Of course, for the mere mortals among us who feel that we’re liable to lose our lunch after just a glimpse of a slasher movie, it may seem unimaginable that others actually enjoy panic-button experiences. But experts believe that it’s not uncommon for individuals to push the envelope, seeing how much fear they can tolerate, and ultimately feeling a sense of satisfaction when they’re able to endure the anxiety.
In case you haven’t noticed, its Halloween season (while out shopping you might have detected some Halloween decorations – right next to ALL the Christmas ones!)
This got me thinking; why do some people absolutely love to be terrorized by fear? Over the next few blog entries let’s look at a few reasons – first, the Physiological connection.
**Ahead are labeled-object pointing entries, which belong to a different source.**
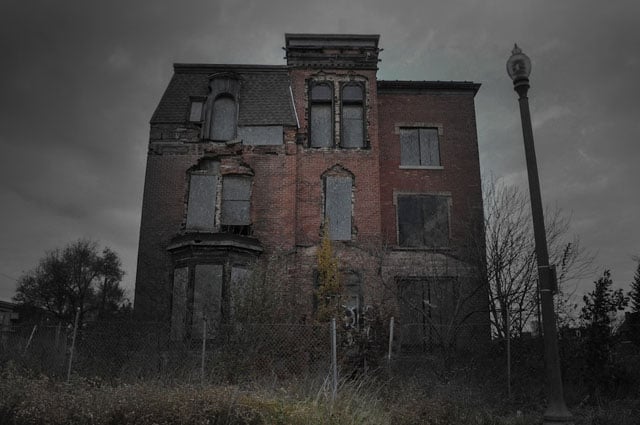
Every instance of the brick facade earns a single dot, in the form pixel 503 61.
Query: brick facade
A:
pixel 290 179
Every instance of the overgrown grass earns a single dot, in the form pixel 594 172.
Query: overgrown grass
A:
pixel 27 398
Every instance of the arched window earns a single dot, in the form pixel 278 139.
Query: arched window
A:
pixel 352 119
pixel 321 115
pixel 224 118
pixel 338 203
pixel 201 206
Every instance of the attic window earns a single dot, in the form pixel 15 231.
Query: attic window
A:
pixel 224 118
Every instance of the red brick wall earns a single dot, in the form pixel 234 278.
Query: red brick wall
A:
pixel 460 175
pixel 362 163
pixel 162 213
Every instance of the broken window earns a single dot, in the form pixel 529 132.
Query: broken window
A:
pixel 197 294
pixel 419 147
pixel 321 115
pixel 236 201
pixel 352 116
pixel 425 308
pixel 351 298
pixel 203 187
pixel 195 113
pixel 224 118
pixel 179 302
pixel 207 297
pixel 338 207
pixel 423 221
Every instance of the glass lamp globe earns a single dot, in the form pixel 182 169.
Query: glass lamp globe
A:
pixel 518 65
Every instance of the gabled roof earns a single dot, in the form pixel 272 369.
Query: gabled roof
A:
pixel 385 86
pixel 264 98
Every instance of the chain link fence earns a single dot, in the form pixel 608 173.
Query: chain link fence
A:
pixel 243 353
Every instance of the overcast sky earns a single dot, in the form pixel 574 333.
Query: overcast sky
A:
pixel 79 81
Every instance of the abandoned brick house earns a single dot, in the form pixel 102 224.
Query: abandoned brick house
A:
pixel 249 161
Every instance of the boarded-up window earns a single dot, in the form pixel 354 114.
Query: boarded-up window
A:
pixel 321 115
pixel 195 114
pixel 352 117
pixel 201 208
pixel 236 201
pixel 338 206
pixel 351 298
pixel 207 297
pixel 423 221
pixel 425 312
pixel 179 303
pixel 224 118
pixel 239 283
pixel 419 147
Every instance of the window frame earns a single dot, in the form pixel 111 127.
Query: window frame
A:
pixel 399 127
pixel 326 218
pixel 197 100
pixel 214 127
pixel 322 102
pixel 351 102
pixel 211 169
pixel 448 199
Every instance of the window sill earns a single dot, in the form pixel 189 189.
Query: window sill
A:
pixel 423 248
pixel 421 167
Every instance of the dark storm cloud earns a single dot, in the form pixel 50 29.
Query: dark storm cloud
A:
pixel 79 81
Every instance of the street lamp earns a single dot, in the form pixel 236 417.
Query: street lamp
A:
pixel 519 68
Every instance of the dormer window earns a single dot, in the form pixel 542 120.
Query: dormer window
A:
pixel 221 108
pixel 224 118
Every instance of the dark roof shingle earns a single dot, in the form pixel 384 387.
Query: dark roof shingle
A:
pixel 264 97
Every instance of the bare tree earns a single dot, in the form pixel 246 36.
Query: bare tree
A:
pixel 511 268
pixel 74 277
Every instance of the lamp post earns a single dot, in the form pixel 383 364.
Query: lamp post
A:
pixel 519 68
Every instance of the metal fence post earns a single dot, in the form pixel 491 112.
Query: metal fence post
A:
pixel 57 336
pixel 73 344
pixel 204 348
pixel 334 360
pixel 391 324
pixel 508 335
pixel 26 347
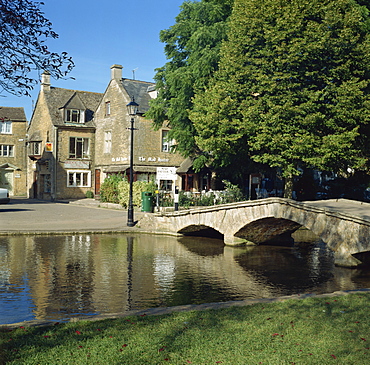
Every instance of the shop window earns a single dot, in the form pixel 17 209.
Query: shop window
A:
pixel 79 179
pixel 6 150
pixel 107 108
pixel 75 116
pixel 78 147
pixel 166 185
pixel 5 127
pixel 108 142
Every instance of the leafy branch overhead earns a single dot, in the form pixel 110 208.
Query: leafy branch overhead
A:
pixel 23 34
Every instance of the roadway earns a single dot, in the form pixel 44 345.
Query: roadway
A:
pixel 22 216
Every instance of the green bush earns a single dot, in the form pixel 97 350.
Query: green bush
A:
pixel 232 193
pixel 109 189
pixel 89 194
pixel 138 187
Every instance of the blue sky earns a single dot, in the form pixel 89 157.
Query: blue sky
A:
pixel 98 34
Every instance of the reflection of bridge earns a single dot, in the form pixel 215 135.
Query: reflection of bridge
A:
pixel 343 225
What You Don’t Know Can’t Hurt You
“There’s a long history of people being intensely curious about the ‘dark side,’ and trying to make sense of it,” says Frank Farley, PhD, psychologist at Temple University. “Through movies, we’re able to see horror in front of our eyes, and some people are extremely fascinated by it. They’re interested in the unusual and the bizarre because they don’t understand it and it’s so different from our everyday lives.” This speaks of a quest for knowledge, even if it is foolish and harmful. Some people just have to know what happens if they look under the bed after midnight, or open the closet door during a thunderstorm or take a shortcut through a dark graveyard on a night with a full moon. No matter the countless warning bells going off inside the human psyche, or the graphic mental images of every horror scenario our mind can replay- in Imax quality; we still hazard our lives by following the inner pull of “I just want to see what will happen.” Perhaps Freddy Kruger killed the curious cat! Some things are better left unknown.
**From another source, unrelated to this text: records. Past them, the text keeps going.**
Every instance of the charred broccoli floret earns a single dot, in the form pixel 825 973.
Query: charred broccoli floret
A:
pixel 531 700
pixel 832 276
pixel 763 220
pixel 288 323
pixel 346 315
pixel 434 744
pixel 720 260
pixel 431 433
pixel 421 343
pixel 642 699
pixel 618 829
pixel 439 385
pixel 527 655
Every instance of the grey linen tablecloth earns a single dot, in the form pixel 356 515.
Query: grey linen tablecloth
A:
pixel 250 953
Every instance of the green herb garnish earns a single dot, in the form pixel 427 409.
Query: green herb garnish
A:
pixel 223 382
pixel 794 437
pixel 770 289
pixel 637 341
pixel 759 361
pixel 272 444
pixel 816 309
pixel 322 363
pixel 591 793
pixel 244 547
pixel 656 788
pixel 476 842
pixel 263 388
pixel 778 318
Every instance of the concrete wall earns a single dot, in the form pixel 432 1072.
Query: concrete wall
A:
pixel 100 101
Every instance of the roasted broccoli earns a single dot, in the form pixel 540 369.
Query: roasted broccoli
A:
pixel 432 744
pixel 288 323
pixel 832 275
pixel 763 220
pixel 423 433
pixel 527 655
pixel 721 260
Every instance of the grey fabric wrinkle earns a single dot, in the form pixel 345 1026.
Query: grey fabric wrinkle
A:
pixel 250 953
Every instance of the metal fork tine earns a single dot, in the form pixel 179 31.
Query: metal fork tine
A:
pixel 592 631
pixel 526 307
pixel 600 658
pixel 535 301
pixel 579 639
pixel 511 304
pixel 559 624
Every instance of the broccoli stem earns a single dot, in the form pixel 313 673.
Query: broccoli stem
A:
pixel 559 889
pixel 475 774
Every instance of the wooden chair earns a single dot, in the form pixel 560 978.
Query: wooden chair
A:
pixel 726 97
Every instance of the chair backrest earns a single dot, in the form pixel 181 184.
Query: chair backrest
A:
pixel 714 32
For more than two decades, Glenn Sparks, PhD, has studied the way men, women, and children respond to terrifying images in the media. “It’s not that they truly enjoy being scared,” says Sparks, professor of communication at Purdue University. “But they get great satisfaction being able to say that they conquered and mastered something that was threatening. They enjoy the feeling that they ‘made it through.” Several studies have shown that males like scary films much more than females do. “Quite commonly, at the end of the terrifying movie, an individual may walk out of the theater with a profound sense of relief”, adds Sparks.
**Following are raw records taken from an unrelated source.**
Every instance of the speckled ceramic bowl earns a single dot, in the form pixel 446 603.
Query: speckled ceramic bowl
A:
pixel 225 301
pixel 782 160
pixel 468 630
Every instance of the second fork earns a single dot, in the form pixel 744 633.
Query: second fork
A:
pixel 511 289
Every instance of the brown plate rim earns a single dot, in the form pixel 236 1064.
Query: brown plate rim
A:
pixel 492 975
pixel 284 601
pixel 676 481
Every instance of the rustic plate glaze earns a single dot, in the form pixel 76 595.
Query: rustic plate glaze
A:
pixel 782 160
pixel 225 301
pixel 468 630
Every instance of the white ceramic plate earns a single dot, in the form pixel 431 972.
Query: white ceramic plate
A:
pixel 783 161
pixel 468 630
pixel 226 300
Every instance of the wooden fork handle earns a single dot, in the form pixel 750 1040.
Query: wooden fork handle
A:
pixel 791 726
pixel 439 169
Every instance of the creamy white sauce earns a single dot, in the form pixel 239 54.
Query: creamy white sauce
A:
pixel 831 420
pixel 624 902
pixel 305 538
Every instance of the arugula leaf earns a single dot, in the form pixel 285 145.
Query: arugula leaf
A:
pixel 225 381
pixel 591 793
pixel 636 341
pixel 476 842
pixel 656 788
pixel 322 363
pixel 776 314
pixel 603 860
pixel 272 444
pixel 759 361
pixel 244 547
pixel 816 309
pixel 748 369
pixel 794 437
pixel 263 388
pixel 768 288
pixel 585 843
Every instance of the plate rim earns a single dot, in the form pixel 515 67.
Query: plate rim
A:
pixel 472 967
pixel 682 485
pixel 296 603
Farley, former president of the American Psychological Association, has studied people who have what he calls “type T” (thrill-seeking) personalities. These men and women thrive on the uncertainty and the intensity associated with activities that most people consider to be hair-raising — from riding roller coasters to bungee jumping. “Sky divers will tell you it’s the thrill, the rush, and a little element of fear that motivates them to push themselves to the extreme,” he says.
As for children, an event like Halloween can provide an enjoyable and safe way to explore and experience fear, knowing that the goblins and witches stalking their neighborhood are only make-believe.
“They’re being given the license to probe at least the superficial anxieties about magical transformations, which, in the imagination of a child, are not completely foreign,” says John Rappoport, professor of psychology at Kansas State University. ”
People experience a very real sense of satisfaction when they face their fears – a movie theater provides a safe controlled environment to do so, as does knocking on creepy “Old Man Shepherd’s” front door when your parents are standing just a few feet away. After facing these fears we carry a strong sense of invincibility. Not exactly what our combat troops might feel, but for an adolescent it may be the greatest rush ever.